This is just an inner loop optimization, really. The thing to realize about the ...

Sniffnoy · on Aug 9, 2019

> Conditionals inside the loop would blow your performance

But why do you need conditionals? It's just bit operations...

mschaef · on Aug 9, 2019

To pick the bit operation being used. They also have varying number of operands (ranging from just filling a target region with solid black to three operand stuff that merges images, etc.)

Sniffnoy · on Aug 9, 2019

No, I mean... look, you've got four inputs: p, s, d, and f. p, s, and d are one-bit values. f is an 8-bit value that encodes the input->output mappings here. The output is 1-bit.

The output is found simply as f&(1<<((p<<2)|(s<<1)|d)) != 0.

Yeah, if you use the index to map to a bunch of ands and ors and whatnot to execute, you have a conditional. But if you just use the index directly and do bit operations, there's no conditional. What am I missing?

mschaef · on Aug 12, 2019

Different ROP's do different amounts of work (both logical operations and memory accesses). An ROP like BLACKNESS just fills the target with black, where an ROP like SRCAND does logical operations on multiple source values. The dynamic compilation let them truly reduce the inner loop of the BitBlt operation to about as simple as it could be with the given ROP.
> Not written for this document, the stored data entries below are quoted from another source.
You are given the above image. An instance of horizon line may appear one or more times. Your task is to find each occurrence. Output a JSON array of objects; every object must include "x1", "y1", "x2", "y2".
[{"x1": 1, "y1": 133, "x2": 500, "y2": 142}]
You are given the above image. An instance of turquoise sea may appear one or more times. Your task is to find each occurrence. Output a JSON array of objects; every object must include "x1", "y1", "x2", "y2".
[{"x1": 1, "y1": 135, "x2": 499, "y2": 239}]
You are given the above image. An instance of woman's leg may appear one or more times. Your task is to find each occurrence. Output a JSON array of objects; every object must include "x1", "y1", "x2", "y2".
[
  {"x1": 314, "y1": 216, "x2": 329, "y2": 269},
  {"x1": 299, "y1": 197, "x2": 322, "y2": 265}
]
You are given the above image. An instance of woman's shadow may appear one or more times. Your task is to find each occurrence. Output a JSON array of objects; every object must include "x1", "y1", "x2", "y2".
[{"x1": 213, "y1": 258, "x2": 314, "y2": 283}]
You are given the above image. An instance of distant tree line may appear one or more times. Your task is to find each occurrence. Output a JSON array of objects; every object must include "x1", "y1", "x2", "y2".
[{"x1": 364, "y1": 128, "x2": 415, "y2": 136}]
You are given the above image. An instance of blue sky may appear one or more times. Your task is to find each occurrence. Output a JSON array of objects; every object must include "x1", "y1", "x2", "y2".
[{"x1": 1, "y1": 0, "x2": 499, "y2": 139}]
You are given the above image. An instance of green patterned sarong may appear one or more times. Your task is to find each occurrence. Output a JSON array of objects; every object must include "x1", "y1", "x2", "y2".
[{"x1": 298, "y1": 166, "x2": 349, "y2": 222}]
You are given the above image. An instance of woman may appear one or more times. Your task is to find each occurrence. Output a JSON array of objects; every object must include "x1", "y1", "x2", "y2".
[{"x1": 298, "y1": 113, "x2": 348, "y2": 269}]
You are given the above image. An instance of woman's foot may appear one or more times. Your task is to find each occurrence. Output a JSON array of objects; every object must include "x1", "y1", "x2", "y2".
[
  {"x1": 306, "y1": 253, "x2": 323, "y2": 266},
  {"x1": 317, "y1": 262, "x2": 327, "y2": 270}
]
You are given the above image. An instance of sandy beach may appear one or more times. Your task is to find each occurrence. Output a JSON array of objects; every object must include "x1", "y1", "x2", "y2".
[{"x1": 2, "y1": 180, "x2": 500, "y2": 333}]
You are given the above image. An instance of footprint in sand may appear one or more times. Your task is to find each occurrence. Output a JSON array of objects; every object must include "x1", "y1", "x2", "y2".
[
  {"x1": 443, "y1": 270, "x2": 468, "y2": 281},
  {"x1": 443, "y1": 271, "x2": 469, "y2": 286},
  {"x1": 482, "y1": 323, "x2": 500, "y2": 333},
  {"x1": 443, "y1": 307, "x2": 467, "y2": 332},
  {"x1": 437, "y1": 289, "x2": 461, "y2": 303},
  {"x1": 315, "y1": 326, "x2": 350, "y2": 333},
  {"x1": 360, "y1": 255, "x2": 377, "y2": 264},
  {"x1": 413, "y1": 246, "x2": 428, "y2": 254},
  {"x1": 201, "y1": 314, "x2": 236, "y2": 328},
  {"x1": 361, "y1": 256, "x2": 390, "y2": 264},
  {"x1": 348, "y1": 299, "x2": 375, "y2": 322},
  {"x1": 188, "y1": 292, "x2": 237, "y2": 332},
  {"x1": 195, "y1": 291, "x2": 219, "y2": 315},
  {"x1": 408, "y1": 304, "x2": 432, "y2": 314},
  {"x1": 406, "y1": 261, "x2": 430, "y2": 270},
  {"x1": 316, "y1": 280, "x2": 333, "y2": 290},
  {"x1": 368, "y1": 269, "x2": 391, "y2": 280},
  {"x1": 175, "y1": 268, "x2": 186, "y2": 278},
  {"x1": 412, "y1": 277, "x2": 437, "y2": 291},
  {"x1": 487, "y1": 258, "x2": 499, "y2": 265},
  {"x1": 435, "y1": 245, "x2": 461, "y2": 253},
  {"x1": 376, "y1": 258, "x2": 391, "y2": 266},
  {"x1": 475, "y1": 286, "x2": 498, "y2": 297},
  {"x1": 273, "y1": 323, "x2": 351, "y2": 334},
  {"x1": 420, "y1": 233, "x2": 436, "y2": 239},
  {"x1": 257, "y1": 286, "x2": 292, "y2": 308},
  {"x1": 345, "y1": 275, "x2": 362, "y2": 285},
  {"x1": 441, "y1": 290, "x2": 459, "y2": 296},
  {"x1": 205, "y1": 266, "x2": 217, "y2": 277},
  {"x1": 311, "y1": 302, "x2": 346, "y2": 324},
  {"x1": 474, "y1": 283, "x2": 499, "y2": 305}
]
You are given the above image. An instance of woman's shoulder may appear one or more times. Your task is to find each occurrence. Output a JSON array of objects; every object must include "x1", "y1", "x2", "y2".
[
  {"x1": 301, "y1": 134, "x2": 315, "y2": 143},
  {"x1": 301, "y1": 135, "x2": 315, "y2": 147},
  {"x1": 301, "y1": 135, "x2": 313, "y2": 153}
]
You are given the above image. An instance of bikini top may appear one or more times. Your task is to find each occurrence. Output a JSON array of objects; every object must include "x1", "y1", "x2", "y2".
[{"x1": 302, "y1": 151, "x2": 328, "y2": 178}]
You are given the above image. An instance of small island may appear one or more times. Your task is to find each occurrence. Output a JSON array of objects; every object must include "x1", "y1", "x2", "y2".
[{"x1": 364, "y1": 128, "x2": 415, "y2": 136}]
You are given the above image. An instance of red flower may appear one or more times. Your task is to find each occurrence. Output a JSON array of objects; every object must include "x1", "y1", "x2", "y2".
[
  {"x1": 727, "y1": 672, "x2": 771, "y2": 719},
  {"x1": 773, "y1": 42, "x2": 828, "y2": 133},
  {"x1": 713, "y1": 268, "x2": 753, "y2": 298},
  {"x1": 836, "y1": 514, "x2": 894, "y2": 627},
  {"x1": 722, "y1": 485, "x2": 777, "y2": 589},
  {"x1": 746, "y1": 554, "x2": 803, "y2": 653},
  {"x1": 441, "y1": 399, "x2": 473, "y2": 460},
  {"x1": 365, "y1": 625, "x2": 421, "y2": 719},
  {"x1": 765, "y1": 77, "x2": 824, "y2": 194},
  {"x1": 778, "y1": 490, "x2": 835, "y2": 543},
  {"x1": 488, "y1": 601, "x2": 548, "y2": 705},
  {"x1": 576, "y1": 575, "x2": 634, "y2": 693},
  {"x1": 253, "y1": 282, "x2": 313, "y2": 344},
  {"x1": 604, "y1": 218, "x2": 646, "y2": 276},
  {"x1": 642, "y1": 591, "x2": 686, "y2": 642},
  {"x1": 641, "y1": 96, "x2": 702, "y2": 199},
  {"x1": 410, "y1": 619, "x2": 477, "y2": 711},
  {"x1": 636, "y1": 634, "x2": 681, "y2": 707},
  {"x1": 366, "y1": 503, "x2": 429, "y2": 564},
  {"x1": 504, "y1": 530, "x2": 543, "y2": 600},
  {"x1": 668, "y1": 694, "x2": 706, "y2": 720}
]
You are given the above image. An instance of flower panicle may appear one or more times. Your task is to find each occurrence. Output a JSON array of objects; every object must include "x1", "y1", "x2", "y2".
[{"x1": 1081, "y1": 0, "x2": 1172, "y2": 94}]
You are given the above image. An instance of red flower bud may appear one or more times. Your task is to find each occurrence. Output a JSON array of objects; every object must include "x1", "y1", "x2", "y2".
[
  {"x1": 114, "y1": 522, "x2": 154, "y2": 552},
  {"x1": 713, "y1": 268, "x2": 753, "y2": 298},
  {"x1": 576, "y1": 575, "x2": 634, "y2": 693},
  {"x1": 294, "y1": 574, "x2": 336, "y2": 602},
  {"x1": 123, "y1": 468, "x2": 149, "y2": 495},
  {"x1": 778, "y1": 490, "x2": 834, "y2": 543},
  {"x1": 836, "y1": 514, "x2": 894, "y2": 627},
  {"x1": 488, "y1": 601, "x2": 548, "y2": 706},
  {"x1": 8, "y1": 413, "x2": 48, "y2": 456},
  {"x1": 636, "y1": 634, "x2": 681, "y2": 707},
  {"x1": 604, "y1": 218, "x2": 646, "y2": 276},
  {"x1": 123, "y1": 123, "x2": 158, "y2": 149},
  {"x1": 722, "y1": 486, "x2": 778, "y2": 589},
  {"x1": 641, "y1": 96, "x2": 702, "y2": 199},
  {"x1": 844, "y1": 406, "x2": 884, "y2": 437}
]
There are also format issues. Circa Windows 1.0, you might be likely to have a CGA, Hercules graphics board, or EGA. All three have different memory formats and architectures. (CGA was fairly ordinary, Hercules used an odd line ordering, and EGA had multiplexing hardware on board that let you operate on 32-bits at a time over an 8-bit interface.)

Any approach based on lookup tables would've both taken a lot of memory that wasn't available and introduced extra memory references in the inner loop of what was probably the most performance critical code in the OS from a GUI PoV. (Keep in mind that unlike the Mac, these machines were not originally designed to run a GUI.)
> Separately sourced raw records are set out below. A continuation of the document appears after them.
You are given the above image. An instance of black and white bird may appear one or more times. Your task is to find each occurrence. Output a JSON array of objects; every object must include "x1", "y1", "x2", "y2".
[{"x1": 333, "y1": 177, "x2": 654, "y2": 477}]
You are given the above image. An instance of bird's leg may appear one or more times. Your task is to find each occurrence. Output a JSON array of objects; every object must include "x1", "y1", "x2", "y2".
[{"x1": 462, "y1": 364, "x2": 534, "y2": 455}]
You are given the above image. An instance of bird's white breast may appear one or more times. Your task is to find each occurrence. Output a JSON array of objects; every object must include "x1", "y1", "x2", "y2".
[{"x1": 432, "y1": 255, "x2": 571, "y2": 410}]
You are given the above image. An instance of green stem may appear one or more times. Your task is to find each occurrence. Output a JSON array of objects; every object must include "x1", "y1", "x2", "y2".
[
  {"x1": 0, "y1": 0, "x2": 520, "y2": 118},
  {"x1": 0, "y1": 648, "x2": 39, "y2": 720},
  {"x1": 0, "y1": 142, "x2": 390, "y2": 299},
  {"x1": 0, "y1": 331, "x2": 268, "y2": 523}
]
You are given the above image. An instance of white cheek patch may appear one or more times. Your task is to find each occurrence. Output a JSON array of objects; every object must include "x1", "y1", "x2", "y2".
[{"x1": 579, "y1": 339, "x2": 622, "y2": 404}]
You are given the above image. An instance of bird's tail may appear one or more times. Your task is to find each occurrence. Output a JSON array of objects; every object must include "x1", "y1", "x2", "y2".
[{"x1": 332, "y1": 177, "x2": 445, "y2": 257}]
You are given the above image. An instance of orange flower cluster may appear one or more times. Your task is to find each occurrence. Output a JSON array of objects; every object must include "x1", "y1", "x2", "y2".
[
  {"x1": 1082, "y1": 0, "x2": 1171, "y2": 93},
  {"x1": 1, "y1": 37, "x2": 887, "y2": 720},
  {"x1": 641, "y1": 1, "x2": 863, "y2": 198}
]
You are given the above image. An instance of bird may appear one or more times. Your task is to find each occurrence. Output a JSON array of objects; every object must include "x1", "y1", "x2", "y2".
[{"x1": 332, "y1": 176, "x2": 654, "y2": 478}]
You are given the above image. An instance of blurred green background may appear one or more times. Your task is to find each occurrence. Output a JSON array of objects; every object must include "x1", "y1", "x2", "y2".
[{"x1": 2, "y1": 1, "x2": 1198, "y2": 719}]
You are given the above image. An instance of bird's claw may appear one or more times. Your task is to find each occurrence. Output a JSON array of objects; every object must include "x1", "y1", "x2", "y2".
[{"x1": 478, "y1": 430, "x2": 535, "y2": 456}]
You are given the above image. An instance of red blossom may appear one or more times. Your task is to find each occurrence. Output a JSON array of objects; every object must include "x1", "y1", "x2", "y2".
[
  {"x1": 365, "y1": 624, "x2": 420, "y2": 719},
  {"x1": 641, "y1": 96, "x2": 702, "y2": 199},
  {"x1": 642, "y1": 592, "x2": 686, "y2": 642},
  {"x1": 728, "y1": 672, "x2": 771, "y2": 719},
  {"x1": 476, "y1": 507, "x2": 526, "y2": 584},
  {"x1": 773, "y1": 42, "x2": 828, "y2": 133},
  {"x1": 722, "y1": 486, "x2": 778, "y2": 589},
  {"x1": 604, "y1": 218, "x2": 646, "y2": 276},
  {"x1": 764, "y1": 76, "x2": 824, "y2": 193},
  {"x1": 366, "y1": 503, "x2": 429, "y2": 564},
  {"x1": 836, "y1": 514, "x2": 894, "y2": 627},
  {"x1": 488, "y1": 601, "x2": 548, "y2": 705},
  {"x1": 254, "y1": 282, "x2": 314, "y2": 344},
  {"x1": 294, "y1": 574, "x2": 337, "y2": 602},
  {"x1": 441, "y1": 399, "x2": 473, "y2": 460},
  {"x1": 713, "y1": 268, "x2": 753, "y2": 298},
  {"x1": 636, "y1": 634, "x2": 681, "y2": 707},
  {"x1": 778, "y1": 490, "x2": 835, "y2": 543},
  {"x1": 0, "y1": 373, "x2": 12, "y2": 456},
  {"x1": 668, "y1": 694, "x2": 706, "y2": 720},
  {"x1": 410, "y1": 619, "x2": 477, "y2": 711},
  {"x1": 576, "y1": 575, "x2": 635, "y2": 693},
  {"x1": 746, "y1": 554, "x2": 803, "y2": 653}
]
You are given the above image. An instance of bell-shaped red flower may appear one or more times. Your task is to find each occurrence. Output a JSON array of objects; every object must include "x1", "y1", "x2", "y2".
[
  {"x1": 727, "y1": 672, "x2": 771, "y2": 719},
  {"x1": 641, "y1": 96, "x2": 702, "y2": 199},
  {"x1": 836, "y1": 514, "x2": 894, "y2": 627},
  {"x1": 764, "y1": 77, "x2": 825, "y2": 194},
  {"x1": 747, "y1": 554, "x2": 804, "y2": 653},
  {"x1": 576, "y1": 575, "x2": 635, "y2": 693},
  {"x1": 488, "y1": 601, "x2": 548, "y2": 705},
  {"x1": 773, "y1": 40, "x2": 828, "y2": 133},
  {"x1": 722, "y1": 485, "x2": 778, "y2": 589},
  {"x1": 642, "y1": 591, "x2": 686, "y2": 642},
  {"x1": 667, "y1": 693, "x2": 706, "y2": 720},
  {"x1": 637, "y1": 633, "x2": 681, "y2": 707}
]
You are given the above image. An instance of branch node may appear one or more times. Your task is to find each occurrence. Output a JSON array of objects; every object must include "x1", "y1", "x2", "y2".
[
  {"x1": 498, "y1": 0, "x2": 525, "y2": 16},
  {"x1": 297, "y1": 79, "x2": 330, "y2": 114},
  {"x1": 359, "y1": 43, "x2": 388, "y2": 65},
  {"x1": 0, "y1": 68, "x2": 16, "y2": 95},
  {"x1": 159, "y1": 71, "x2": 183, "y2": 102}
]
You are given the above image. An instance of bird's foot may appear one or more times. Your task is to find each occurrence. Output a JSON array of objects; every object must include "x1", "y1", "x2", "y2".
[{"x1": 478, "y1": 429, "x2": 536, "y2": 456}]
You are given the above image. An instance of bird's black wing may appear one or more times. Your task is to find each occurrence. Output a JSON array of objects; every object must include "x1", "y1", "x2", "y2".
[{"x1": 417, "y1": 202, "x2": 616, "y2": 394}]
This story is set ten or more years after the design of BitBlt was done, but I think it does nicely illustrate how people were thinking about memory back then. The reason Windows 95 didn't update the seconds on the taskbar clock was to allow it to page out font rendering code on small machines. If you're rendering text every second, you can't really do that.

https://devblogs.microsoft.com/oldnewthing/20031010-00/?p=42...

(And Windows 1.0 was written to run on hardware with 1/16th the memory of Windows 95.)